Als 1938 die Gauverwaltung des Reichsarbeitsdienstes (RAD) auf dem damaligen „Schlageter-Platz“, dem heutigen Walter-Schücking-Platz in Kassel sein Gau-Hauptquartier errichten wollte, war dieser Platz u. a. mit Wohngebäuden bebaut. Zur Bauvorbereitung mussten also die Mieterinnen und Mieter umgesiedelt werden. Einer dieser Mieter war der Kreispfarrer a. D. Hubach, der eine Wohnung in der Kunoldstraße 49 bewohnte. Am 6. Oktober 1938 fuhr ein 8m-Umzugslastkraftwagen der Spedition Broeckelmann sen. & Grund vor und nahm die Habseligkeiten Hubachs in die gut 10 Kilometer entfernte neue Wohnung mit.

Die Rechnung enthält neben den Posten „Möbelwagen“, Ein- und Auspacken, neun Leihkisten und Lieferung der Zeitung (!) auch drei weitere Posten, nämlich „Trinkgeld an die Leute“, „Trinkgeld an den Fahrer“ und „Trinkgeld an den Packer“. Die Summe von 11,25 Reichsmark der Trinkgelder lagen unter der Leihgebühr für die Umzugskisten. Ob der Fahrer mit einer Tagesentlohnung von 0,50 Reichsmark auskommen musste, bleibt unklar, aber ein Trinkgeld-Tageslohn von 2,75 Reichsmark für einen Packer scheint realistisch. Wie viele „Leute“ sich die 8 Reichsmark teilen mussten, geht aus der Rechnung nicht hervor. Lebten diese Arbeiter also nur von den Trinkgeldern? So oder so hatte der Fuhrunternehmer, wie sich zeigte, die volle Kontrolle über die Bezahlung seiner Beschäftigten, unabhängig davon, ob die Betroffenen neben den Trinkgeldern ein Arbeitslohn, möglicherweise sogar noch weitere, nicht dokumentierte Trinkgelder von Kreispfarrer Hubach erhielten. (HStAM Bestand 601/21 Nr. 531Öffnet sich in einem neuen Fenster)
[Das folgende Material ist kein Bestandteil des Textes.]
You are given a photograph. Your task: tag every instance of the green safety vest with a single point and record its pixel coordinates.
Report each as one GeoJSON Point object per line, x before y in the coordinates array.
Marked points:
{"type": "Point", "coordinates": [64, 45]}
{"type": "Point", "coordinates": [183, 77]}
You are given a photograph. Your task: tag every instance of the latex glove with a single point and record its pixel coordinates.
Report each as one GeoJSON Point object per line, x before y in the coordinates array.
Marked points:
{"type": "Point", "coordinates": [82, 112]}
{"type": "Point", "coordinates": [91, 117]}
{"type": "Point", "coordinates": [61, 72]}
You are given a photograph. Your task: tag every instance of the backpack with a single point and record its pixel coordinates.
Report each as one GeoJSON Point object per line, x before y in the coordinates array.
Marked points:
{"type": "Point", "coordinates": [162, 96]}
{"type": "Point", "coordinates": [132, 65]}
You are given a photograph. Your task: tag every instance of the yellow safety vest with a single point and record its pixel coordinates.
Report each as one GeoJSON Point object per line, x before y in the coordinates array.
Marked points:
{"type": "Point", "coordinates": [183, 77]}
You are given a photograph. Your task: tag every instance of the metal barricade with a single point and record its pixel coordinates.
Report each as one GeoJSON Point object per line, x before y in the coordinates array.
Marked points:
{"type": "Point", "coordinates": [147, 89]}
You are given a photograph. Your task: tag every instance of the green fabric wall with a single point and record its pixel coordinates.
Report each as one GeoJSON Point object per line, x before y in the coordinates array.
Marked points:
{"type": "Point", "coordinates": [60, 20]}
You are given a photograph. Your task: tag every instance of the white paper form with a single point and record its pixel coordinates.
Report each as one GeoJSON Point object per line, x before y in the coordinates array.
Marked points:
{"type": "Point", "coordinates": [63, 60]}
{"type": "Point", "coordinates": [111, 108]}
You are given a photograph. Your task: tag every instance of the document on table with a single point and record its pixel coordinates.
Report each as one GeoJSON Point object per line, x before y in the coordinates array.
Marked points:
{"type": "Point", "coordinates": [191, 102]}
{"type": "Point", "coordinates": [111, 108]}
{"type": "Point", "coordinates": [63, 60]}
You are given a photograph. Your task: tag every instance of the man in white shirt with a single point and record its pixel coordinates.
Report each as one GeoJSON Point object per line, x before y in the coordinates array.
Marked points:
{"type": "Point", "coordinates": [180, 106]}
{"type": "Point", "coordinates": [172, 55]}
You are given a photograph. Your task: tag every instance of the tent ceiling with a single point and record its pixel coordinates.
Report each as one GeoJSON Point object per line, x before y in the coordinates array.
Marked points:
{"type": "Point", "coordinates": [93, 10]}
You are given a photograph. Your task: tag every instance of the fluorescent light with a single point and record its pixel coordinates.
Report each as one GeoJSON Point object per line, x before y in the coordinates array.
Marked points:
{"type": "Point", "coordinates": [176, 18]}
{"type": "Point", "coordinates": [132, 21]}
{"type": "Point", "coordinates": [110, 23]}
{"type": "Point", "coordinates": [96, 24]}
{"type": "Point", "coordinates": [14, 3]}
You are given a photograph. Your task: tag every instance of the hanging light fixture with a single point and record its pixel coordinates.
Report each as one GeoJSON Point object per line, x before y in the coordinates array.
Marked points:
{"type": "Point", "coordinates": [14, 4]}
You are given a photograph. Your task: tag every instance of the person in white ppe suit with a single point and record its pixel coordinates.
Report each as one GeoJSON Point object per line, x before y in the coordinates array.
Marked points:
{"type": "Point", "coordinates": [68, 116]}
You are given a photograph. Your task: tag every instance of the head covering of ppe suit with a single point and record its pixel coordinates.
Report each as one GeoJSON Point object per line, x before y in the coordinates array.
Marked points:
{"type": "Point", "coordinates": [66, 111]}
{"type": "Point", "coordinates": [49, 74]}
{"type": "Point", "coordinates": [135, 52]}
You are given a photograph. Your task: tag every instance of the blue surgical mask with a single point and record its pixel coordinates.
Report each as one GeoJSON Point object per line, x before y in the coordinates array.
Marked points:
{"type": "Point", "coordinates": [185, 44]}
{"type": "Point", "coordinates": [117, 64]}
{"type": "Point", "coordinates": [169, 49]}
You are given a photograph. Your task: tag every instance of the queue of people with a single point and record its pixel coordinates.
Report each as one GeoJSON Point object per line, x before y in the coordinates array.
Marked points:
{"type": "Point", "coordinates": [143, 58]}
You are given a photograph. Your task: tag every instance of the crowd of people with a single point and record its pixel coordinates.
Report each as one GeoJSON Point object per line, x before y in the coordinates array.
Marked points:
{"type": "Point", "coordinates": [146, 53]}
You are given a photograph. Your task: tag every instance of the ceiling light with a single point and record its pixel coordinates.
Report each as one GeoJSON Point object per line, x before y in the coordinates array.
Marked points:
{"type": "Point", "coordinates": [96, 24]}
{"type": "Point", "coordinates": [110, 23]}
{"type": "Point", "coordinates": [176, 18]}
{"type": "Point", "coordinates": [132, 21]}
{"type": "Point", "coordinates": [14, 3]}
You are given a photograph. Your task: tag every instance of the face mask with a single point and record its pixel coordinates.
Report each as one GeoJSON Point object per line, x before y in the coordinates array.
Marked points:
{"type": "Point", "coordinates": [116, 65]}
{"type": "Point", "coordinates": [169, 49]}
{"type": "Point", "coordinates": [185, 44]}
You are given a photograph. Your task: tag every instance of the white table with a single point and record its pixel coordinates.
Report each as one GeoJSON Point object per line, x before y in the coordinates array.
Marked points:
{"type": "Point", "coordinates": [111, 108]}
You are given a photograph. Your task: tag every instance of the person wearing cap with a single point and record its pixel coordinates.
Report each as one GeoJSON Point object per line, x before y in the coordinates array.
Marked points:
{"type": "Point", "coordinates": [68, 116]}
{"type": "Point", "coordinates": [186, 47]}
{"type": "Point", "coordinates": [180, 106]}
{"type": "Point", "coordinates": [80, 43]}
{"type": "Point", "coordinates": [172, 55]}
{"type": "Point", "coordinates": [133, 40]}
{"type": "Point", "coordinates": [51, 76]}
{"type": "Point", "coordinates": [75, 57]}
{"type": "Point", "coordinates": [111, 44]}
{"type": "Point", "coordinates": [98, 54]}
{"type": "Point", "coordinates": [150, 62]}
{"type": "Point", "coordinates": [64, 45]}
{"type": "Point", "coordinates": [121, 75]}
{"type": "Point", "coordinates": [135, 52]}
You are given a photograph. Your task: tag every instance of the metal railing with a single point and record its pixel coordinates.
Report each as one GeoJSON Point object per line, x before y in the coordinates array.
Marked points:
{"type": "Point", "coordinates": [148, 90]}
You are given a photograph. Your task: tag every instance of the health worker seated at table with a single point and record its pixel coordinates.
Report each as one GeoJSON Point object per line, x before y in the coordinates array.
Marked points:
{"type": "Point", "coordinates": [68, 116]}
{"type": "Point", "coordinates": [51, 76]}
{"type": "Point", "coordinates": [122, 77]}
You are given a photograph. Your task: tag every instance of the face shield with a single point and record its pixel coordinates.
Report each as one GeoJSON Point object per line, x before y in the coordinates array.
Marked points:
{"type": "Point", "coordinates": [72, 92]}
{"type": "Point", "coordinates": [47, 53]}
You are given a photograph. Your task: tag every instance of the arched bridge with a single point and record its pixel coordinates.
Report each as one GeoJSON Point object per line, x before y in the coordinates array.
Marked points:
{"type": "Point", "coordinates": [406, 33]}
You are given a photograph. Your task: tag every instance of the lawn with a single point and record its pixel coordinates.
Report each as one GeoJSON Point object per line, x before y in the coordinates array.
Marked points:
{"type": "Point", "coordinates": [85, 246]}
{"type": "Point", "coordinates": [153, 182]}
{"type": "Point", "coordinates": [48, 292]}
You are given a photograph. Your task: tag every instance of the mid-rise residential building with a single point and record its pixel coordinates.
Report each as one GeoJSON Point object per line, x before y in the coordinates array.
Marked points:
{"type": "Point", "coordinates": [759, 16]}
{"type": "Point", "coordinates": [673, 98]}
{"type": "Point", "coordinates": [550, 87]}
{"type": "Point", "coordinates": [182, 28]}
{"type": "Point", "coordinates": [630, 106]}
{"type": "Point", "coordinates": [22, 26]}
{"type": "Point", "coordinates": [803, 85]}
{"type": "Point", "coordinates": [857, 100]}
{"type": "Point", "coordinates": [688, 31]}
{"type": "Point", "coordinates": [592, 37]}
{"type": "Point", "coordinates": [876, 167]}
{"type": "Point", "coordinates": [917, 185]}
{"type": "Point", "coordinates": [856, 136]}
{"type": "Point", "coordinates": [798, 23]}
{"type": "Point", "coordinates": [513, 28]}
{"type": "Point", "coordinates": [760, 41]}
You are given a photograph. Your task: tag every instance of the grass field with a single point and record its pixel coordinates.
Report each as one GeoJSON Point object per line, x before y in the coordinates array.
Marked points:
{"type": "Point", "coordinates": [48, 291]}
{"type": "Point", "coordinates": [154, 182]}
Was heute etwas eigenartig anmutet – die Inrechnungstellung von Trinkgeldern -, war 1938 aber offenbar so normal, dass der Oberfinanzpräsident Kassel in Vertretung des RAD den gesamten Rechnungsbetrag im November 1938 anstandslos erstattete, also auch die Trinkgelder. 

Nachbemerkungen: Der Neubau des RAD-Gauhauptquartiers wurde übrigens nie begonnen, wohl wegen eines allgemeinen Baustopps für den Start öffentlicher Neubauten infolge des Kriegsbeginns im September 1939. Möglicherweise ist uns dadurch einerseits ein weiterer Monumentalbau aus der NS-Zeit erspart geblieben. Andererseits aber war der Umzug Hubachs demnach überflüssig und könnte heute als Steuerverschwendung in den Fokus des Steuerzahlerbundes kommen.